Presented by last year’s Best Actor winner, Joaquin Phoenix, the award was handed out with every expectation that Boseman would win for his portrayal of Levee Green, the ambitious young trumpet player, in George C. Wolfe’s Ma Rainey’s Black Bottom, based on the play by August Wilson. Boseman passed away during the film’s post-production last summer, after a four year battle with colon cancer that he and his family had kept largely secret from the rest of the world. Boseman’s win would have marked the third time an actor had been posthumously awarded, following Peter Finch (Network) and Heath Ledger (The Dark Knight).

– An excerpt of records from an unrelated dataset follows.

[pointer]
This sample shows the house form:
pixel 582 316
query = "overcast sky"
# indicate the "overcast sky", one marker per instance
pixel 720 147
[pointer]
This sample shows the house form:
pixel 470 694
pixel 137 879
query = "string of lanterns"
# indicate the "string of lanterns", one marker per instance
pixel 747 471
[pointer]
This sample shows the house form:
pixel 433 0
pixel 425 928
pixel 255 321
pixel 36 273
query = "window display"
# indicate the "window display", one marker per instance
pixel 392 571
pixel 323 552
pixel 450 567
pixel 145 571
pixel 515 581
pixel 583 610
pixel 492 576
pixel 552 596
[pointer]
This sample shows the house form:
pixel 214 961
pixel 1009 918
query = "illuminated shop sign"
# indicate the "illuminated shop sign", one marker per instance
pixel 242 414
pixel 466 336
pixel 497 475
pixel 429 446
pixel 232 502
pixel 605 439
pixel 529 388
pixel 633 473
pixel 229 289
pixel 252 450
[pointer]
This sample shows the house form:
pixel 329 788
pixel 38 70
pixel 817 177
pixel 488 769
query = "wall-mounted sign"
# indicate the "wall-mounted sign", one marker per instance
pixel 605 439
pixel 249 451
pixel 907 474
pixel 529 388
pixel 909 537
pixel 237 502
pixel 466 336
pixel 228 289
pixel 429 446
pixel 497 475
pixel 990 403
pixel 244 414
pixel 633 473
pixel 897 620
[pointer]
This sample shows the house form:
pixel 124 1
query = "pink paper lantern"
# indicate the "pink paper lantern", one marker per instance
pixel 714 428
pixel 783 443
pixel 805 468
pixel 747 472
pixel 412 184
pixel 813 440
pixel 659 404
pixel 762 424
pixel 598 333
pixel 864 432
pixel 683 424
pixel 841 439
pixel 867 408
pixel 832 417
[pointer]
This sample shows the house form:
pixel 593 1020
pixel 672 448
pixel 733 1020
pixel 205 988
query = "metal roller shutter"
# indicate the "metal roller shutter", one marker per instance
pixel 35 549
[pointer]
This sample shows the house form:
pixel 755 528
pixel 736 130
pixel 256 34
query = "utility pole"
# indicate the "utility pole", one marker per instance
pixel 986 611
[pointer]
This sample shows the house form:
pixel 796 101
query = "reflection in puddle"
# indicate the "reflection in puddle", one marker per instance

For those following the awards race, the snub was less unexpected. The Father, directed by Florian Zeller, and adapted by legendary screenwriter Christopher Hampton and Zeller from the filmmaker’s own play, was well represented in the nominations, announced back in March. Zeller’s experimental approach to a man diminished by Alzheimer’s disease, and a family struggling with his ailment, earned the film high praise from critics, even while a slow rollout into theaters and on VOD made it a less-obvious champion for audiences. When love for The Father showed up earlier on Oscar night, Zeller and Hampton picking up a win for Best Adapted Screenplay, Hopkins’ chances of winning Best Actor improved.

The Best Actor twist cements its own Oscar history: Hopkins, at the age of 83, became the oldest actor to win an Academy Award. He was previously nominated for his work in The Two Popes, Amistad, Nixon, The Remains of the Day, and won a Best Actor Oscar in 1992 for The Silence of the Lambs.